Western Canada became a cereal grain and mixed agriculture region as the result of deliberate public and private initiatives that were geared to facilitating the creation of a domestic industrial economy in Canada. The famous "national policy" implemented by successive Canadian governments after 1878 was actually a series of policies. The three foundational policies were the establishment of protective tariffs, the promotion of western settlement, and the construction of a transcontinental railroad. An expanding agricultural population in the West was to provide export cash crops and serve as a captive market for Canadian industry, with the Canadian Pacific Railway providing transportation. Although it took longer to come to fruition than the business and political leaders had envisioned, after 1900 Canada did in fact experience an economic boom. There were, however, underlying structural problems, especially in the West.

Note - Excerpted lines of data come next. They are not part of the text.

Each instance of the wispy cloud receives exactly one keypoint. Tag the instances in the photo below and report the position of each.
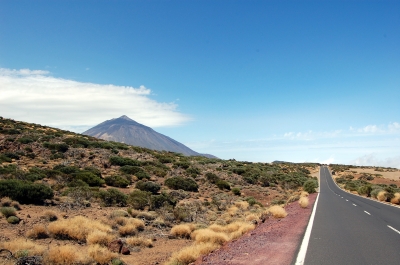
(372, 159)
(391, 128)
(36, 96)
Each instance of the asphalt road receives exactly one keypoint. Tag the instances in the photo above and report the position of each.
(349, 229)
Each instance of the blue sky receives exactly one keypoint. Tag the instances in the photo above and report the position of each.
(251, 80)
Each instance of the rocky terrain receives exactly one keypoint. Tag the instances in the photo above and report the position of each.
(68, 198)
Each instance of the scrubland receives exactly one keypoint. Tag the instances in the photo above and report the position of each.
(65, 197)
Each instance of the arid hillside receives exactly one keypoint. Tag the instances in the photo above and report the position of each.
(68, 198)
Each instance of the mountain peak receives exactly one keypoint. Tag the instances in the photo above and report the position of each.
(125, 118)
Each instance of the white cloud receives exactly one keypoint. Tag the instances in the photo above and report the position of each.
(35, 96)
(373, 160)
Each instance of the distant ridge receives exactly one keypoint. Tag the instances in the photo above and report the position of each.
(128, 131)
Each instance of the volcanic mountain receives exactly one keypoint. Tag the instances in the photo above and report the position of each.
(128, 131)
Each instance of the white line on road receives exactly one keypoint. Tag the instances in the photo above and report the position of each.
(397, 231)
(304, 245)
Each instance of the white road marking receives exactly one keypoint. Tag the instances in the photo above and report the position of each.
(304, 245)
(397, 231)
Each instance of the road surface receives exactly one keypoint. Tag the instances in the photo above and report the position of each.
(349, 229)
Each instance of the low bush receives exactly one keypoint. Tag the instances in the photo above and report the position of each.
(236, 191)
(149, 186)
(124, 161)
(13, 220)
(25, 192)
(139, 199)
(310, 186)
(113, 197)
(180, 183)
(303, 202)
(117, 181)
(223, 185)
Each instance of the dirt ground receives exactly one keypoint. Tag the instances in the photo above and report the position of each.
(275, 241)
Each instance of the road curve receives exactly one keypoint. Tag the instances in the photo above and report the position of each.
(349, 229)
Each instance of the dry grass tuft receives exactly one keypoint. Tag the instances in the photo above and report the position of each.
(99, 237)
(303, 202)
(139, 242)
(381, 196)
(23, 244)
(251, 217)
(182, 230)
(304, 194)
(278, 211)
(243, 205)
(65, 255)
(77, 228)
(396, 198)
(50, 215)
(101, 254)
(37, 232)
(233, 210)
(190, 254)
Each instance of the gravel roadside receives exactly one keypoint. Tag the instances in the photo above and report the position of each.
(276, 241)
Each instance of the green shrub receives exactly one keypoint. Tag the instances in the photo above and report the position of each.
(149, 186)
(180, 183)
(117, 181)
(123, 161)
(25, 140)
(13, 220)
(310, 186)
(236, 191)
(25, 192)
(139, 199)
(365, 190)
(89, 178)
(132, 170)
(158, 201)
(222, 184)
(112, 197)
(211, 177)
(8, 211)
(182, 164)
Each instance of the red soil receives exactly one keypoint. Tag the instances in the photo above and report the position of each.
(276, 241)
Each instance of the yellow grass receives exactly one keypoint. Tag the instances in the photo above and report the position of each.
(233, 210)
(65, 255)
(77, 228)
(304, 194)
(139, 242)
(101, 254)
(381, 196)
(37, 232)
(23, 244)
(303, 202)
(99, 237)
(182, 230)
(242, 205)
(396, 199)
(251, 217)
(277, 211)
(191, 253)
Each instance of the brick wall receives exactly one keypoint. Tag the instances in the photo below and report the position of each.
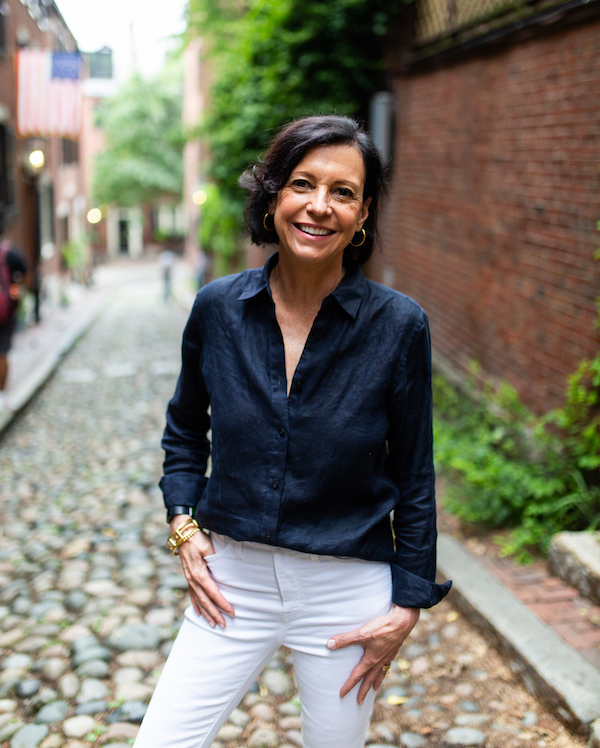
(495, 196)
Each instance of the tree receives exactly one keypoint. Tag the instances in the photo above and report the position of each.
(143, 159)
(274, 61)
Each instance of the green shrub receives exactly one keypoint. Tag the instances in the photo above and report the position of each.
(509, 469)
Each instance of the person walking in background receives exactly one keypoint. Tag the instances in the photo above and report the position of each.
(318, 384)
(12, 271)
(167, 259)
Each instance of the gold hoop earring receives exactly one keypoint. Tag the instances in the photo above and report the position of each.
(266, 215)
(362, 241)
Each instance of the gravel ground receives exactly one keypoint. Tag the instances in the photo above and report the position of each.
(90, 600)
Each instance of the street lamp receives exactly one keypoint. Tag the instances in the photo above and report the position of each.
(37, 159)
(94, 215)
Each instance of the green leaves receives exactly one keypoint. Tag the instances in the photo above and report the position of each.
(509, 469)
(272, 62)
(143, 159)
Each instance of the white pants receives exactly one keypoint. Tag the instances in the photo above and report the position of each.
(280, 597)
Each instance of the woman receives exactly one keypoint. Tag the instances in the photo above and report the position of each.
(318, 382)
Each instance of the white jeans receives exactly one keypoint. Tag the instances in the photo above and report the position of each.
(280, 597)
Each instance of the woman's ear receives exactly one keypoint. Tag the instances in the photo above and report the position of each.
(364, 213)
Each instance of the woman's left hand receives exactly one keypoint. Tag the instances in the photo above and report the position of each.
(381, 639)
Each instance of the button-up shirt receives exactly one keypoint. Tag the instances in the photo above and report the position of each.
(342, 465)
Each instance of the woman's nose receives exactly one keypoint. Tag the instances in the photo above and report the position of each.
(319, 202)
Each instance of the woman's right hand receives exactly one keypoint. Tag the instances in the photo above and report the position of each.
(204, 592)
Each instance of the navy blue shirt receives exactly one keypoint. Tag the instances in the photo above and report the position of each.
(343, 465)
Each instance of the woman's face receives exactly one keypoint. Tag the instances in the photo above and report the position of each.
(321, 206)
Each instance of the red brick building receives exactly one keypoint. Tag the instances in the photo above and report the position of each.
(491, 224)
(41, 208)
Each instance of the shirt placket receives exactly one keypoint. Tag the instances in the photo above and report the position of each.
(280, 431)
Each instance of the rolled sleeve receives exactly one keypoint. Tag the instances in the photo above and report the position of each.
(185, 440)
(410, 466)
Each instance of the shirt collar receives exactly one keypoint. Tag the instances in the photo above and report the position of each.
(349, 293)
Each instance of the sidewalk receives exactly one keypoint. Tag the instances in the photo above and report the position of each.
(546, 632)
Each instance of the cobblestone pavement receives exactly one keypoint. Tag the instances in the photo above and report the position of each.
(90, 600)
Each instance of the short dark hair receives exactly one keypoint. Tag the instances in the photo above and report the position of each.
(287, 149)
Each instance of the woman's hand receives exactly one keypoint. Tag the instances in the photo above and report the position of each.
(381, 639)
(204, 593)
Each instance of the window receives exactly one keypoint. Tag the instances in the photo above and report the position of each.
(70, 151)
(7, 174)
(3, 29)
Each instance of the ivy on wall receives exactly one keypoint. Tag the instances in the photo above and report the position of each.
(271, 62)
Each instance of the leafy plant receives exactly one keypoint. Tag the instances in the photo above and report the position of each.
(272, 62)
(509, 469)
(143, 158)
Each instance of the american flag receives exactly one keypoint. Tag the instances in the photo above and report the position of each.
(48, 93)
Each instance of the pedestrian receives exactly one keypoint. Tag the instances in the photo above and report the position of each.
(166, 260)
(12, 271)
(318, 384)
(201, 263)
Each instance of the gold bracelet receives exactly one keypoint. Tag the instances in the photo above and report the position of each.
(181, 534)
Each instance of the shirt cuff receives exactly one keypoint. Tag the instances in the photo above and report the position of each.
(183, 489)
(411, 591)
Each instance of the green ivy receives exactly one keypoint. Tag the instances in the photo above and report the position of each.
(271, 62)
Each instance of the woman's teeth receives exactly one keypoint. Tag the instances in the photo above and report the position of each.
(314, 230)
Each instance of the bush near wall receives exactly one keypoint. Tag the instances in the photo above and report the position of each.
(510, 469)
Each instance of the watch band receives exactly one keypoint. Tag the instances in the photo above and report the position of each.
(173, 511)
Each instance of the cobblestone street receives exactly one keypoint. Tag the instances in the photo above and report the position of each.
(90, 600)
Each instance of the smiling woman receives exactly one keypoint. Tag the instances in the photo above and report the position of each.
(321, 207)
(318, 384)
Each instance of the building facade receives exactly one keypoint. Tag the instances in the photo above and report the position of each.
(42, 197)
(491, 222)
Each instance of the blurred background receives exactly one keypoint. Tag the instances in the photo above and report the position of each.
(124, 127)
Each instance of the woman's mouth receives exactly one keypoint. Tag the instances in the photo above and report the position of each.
(313, 230)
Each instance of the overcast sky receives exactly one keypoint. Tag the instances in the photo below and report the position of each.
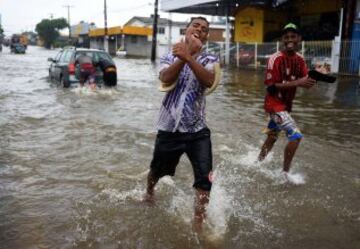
(23, 15)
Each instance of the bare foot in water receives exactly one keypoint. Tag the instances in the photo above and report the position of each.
(149, 199)
(197, 226)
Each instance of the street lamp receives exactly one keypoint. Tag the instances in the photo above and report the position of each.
(68, 7)
(153, 48)
(106, 42)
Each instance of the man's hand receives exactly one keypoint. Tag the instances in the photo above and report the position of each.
(194, 44)
(184, 50)
(181, 50)
(306, 82)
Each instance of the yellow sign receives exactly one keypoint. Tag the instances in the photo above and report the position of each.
(249, 25)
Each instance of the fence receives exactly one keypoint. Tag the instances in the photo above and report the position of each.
(330, 56)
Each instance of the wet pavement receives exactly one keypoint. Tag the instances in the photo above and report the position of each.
(73, 165)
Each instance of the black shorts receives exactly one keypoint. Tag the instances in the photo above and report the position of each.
(169, 146)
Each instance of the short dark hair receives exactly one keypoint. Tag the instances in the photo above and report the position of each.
(291, 27)
(198, 17)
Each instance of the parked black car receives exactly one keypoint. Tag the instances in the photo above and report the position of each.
(63, 70)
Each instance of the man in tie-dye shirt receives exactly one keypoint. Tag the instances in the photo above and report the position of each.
(187, 74)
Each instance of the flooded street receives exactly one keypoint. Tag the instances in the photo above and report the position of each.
(73, 165)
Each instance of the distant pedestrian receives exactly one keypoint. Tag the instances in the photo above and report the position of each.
(286, 70)
(187, 74)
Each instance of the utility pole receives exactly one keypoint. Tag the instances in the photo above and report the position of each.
(106, 40)
(154, 41)
(68, 7)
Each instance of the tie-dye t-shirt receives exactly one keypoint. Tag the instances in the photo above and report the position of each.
(183, 108)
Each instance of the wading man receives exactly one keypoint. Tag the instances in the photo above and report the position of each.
(286, 70)
(187, 74)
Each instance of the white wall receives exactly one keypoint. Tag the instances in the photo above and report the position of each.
(167, 5)
(163, 39)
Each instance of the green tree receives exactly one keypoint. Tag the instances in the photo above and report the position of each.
(48, 30)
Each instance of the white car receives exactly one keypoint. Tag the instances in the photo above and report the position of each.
(120, 53)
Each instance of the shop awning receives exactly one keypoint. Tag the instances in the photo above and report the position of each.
(216, 8)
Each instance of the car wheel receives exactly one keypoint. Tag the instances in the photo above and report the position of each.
(64, 83)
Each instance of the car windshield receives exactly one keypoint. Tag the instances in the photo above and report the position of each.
(95, 55)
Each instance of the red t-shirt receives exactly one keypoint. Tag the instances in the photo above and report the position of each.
(280, 68)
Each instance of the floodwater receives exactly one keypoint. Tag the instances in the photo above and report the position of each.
(73, 165)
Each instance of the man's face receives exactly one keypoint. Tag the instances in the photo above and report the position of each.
(291, 40)
(199, 29)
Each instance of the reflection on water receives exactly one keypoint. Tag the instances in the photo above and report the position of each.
(73, 165)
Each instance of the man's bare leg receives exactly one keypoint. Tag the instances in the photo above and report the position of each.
(201, 200)
(289, 153)
(267, 146)
(151, 182)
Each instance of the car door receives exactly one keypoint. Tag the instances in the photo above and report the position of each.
(62, 64)
(53, 65)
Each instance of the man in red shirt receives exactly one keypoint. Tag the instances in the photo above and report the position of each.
(286, 70)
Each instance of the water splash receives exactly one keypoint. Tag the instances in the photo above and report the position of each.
(87, 91)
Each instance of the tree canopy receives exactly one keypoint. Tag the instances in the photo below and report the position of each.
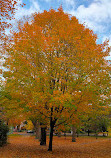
(57, 67)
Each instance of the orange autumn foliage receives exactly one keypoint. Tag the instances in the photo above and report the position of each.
(57, 66)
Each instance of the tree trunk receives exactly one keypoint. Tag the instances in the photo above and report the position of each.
(88, 132)
(37, 130)
(52, 123)
(59, 134)
(43, 136)
(73, 134)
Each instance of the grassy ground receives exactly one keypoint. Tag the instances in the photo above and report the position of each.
(84, 147)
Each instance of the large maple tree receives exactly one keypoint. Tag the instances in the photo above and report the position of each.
(56, 65)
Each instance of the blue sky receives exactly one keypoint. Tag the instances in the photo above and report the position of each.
(95, 13)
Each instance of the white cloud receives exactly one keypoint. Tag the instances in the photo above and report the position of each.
(97, 13)
(23, 11)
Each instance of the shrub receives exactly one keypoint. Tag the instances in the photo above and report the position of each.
(3, 133)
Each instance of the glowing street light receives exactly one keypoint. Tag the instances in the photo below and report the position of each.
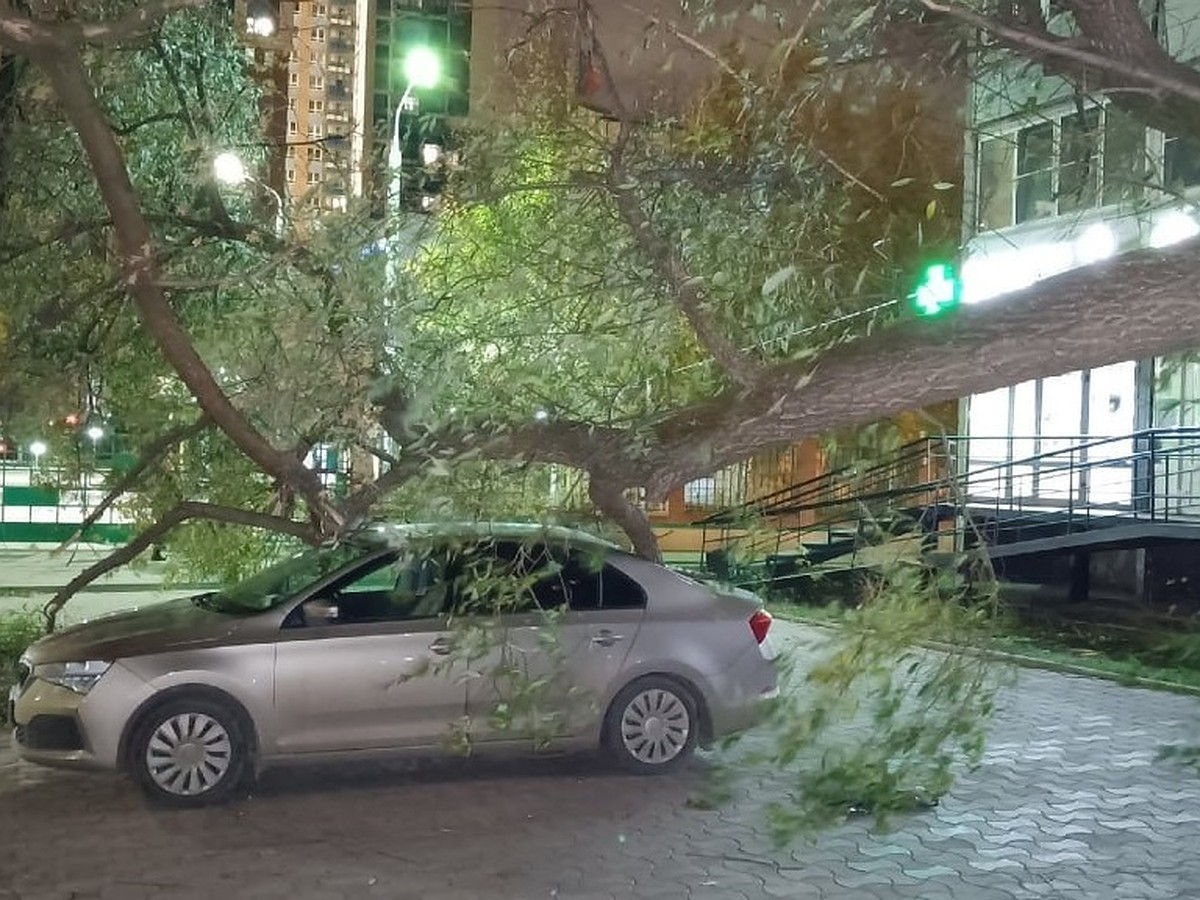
(423, 70)
(37, 450)
(259, 18)
(229, 169)
(261, 25)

The market relations that Prairie farmers engaged in with the grain trade were inherently incompatible because farmers' incomes were dependent on maximizing the price they received for their products, while the profits of grain dealers were maximized by minimizing what they paid the farmer. As a result, farmers began to complain about the trading, marketing, and pricing actions of the grain trade. Given the importance of Prairie settlement in the overall national policy, the Canadian government was quick to intervene. Before 1900 the first of several Royal Commissions investigated the grain trade. The end result of the First Commission was a major regulatory initiative, the Manitoba Grain Act, passed in 1901. The act was designed to regulate and supervise the grain trade so as to provide fair practices and prices. Problems persisted, however.

As a result of a bumper crop in western Canada in 1901, many farmers found themselves unable to market their crops because the grain companies and the Canadian Pacific Railroad were not adhering to the provisions of the Manitoba Grain Act. In order to redress the situation, farmers in what was then the Northwest Territories organized a meeting to discuss their options. Organizers were optimistic that they could get twelve people to attend their meeting in Indian Head (in present-day Saskatchewan), but when the doors opened, about seventy farmers were waiting. The farmers decided to form a nonpartisan organization to represent their interests, and the Territorial Grain Growers Association (TGGA) was born. A year later, when the TGGA held its first general meeting, its membership was 500.

The TGGA deliberately and explicitly did not affiliate with any political party; rather, it was to be the voice of all farmers. As settlement proceeded and new communities developed, locals of the TGGA were established. By 1902 the member of Parliament from the region was bringing resolutions and motions dealing with grain-handling problems, passed at the annual TGGA meetings and by TGGA locals, to the House of Commons, where they were typically enacted as amendments to the Manitoba Grain Act. The farmers had discovered that collectively they could wield considerable political power.

Perhaps the greatest boost to the stature of the tgga came in 1902 when the organization addressed the continuing problems associated with grain boxcar allocations. It appeared that the Canadian Pacific was ignoring the provisions of the Manitoba Grain Act in its allocation of grain cars. After an unsuccessful visit to the company's offices in Winnipeg, the TGGA convinced the federal government to lay a court charge against the railroad. The company was convicted and forced to comply with the provisions of the legislation. The court victory demonstrated the effectiveness of collective action, and the membership of the TGGA grew even faster. In Manitoba a branch was formed under the name the Manitoba Grain Growers Association. In the years that followed, the TGGA worked closely with its Manitoba counterpart, regularly visiting Ottawa to lobby the government for action on various matters.

When the provinces of Saskatchewan and Alberta were established in 1905, the former Territorial Grain Growers Association disappeared. However, the change was in name only. The name of the Saskatchewan section was changed to the Saskatchewan Grain Growers Association (SGGA), and it went on to play an important role in regional and national economic and political developments. The SGGA was instrumental in the establishment of subsequent Royal Commissions to investigate the grain trade, as well as in dispatching Prairie firebrand E. A. Partridge to investigate the Winnipeg Grain Exchange, a development that ultimately produced one of the region's first major farmers' cooperative grain companies. While the SGGA experienced internal conflict and eventually fragmented over the question of direct political participation, it and its predecessor laid the foundation for much of the collective activity that shaped the region.